O impacto das tecnologias na celebração da memória

Um criador de conteúdo, conhecido por seu trabalho com inteligência artificial, provocou um intenso debate nas redes sociais após publicar um vídeo em que evita a morte de várias celebridades brasileiras, como Marília Mendonça, Domingos Montagner, Chorão, Ayrton Senna e Paulo Gustavo. O material foi postado no perfil Nerd Soul AI e retrata situações que mudariam o destino trágico dessas personalidades.

No vídeo, por exemplo, Marília Mendonça é impedida de embarcar em um avião que, em 2021, caiu, enquanto Domingos Montagner é resgatado do Rio São Francisco antes de sua morte por afogamento. Outras representações incluem Chorão, que se afasta das drogas, e Ayrton Senna, com sua corrida interrompida antes do fatídico acidente em Ímola.

Repercussão negativa e reações nas redes

Entre os trechos mais controversos, um clipe com Paulo Gustavo gerou forte reação negativa. Na cena, o humorista é retratado recebendo uma máscara de proteção contra a Covid-19, o que levou muitos internautas a criticarem a forma como a situação foi abordada, sugerindo que poderia insinuar que ele não teria tomado as devidas precauções em relação à pandemia.

Essa situação se insere em um fenômeno crescente nas redes sociais, onde conteúdos que recriam a imagem de figuras falecidas têm se tornado cada vez mais comuns. Durante eventos como a Copa do Mundo, por exemplo, muitos imaginaram ícones da televisão brasileira, como Silvio Santos e Gugu Liberato, acompanhando jogos da seleção.

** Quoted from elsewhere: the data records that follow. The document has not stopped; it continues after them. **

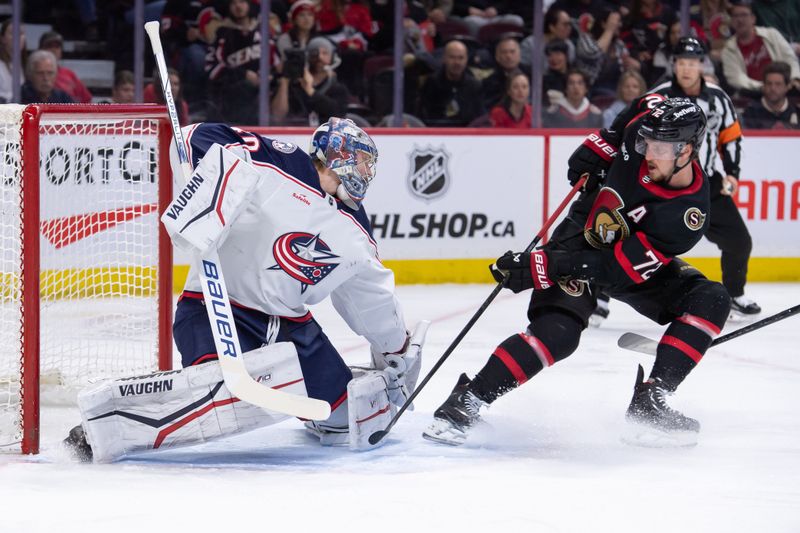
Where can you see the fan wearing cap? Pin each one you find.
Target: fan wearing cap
(719, 155)
(233, 64)
(311, 95)
(303, 18)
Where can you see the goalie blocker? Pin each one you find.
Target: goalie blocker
(192, 406)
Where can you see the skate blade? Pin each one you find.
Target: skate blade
(443, 432)
(649, 437)
(595, 321)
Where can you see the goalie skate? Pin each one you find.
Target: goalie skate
(456, 416)
(77, 445)
(652, 423)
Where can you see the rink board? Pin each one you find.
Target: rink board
(446, 202)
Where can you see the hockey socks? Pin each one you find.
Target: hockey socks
(551, 337)
(681, 348)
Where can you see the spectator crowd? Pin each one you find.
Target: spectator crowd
(465, 63)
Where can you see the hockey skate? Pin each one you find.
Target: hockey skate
(743, 307)
(600, 313)
(77, 445)
(454, 418)
(653, 423)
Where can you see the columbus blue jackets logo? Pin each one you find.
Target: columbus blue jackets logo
(428, 176)
(303, 256)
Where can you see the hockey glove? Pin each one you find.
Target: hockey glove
(538, 270)
(522, 271)
(593, 157)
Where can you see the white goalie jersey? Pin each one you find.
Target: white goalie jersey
(294, 245)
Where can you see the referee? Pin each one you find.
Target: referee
(723, 136)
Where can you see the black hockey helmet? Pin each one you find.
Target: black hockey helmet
(689, 47)
(675, 122)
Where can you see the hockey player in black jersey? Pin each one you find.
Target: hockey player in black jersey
(622, 234)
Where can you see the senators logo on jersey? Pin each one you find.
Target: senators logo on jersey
(694, 218)
(605, 224)
(300, 255)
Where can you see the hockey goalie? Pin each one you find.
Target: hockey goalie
(290, 231)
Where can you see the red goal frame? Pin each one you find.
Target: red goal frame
(31, 235)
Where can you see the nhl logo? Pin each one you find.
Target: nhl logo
(428, 176)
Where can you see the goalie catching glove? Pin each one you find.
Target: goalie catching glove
(401, 369)
(539, 270)
(216, 194)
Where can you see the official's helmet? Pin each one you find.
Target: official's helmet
(347, 150)
(676, 122)
(689, 47)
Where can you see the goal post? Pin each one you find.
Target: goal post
(85, 266)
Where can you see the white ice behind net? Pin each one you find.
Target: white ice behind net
(99, 246)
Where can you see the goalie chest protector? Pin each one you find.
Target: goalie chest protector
(294, 245)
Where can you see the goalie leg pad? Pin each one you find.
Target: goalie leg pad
(367, 410)
(369, 407)
(182, 407)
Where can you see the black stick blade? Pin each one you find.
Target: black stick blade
(376, 437)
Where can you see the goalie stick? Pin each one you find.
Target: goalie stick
(378, 435)
(642, 344)
(226, 340)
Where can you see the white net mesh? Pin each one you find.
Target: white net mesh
(99, 255)
(10, 291)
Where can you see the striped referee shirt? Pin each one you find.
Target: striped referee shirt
(723, 131)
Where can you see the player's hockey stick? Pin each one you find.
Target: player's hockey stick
(642, 344)
(215, 293)
(378, 435)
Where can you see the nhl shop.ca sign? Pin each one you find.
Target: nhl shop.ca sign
(428, 176)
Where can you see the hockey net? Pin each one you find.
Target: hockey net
(85, 275)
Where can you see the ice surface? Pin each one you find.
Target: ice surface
(549, 460)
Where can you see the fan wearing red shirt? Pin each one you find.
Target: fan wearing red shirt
(66, 79)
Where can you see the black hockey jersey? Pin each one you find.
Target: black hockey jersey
(634, 225)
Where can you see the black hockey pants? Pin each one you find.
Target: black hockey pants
(728, 231)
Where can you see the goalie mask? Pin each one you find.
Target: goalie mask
(348, 151)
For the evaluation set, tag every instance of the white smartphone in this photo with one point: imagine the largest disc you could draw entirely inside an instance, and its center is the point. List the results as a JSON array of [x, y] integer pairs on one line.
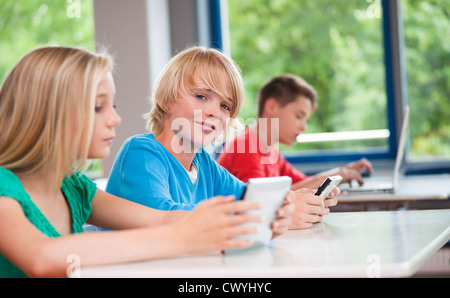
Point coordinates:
[[327, 186], [269, 193]]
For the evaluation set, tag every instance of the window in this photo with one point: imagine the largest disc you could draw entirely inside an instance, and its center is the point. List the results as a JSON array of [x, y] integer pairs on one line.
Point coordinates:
[[337, 46], [25, 25], [426, 27], [343, 49]]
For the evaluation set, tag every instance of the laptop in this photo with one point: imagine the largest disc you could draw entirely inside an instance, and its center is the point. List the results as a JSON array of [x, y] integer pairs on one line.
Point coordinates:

Questões éticas: homenagem ou desrespeito?

A discussão sobre o uso da imagem de falecidos com inteligência artificial divide opiniões. Enquanto certos familiares optam por não se pronunciar sobre essas produções, outros veem os vídeos como uma forma de manter viva a memória dos que partiram. Um exemplo é o pai do cantor Gabriel Diniz, que, apesar de sua dor pela perda, considera que a utilização da imagem de seu filho em tributos digitais é uma maneira de perpetuar suas qualidades e legado.

“Para mim, é uma forma de manter o Gabriel vivo. Vejo a boa vontade das pessoas que fazem isso”, declarou ele em uma entrevista. Ele ressalta que trabalhos respeitosos não são problemáticos, mas que a intenção de denegrir a imagem de alguém falecido é o que verdadeiramente deve ser criticado.

A legislação e o futuro da inteligência artificial

Ainda não existe uma legislação específica no Brasil que regula o uso de inteligência artificial para criar conteúdos envolvendo pessoas falecidas. Atualmente, esses casos são analisados sob a ótica dos direitos da personalidade, que garantem proteção à imagem e à voz, mesmo após a morte. A advogada Amanda Celli Cascaes explica que, embora os familiares possam buscar proteções legais, as lacunas na legislação tornam difícil a regulamentação eficaz.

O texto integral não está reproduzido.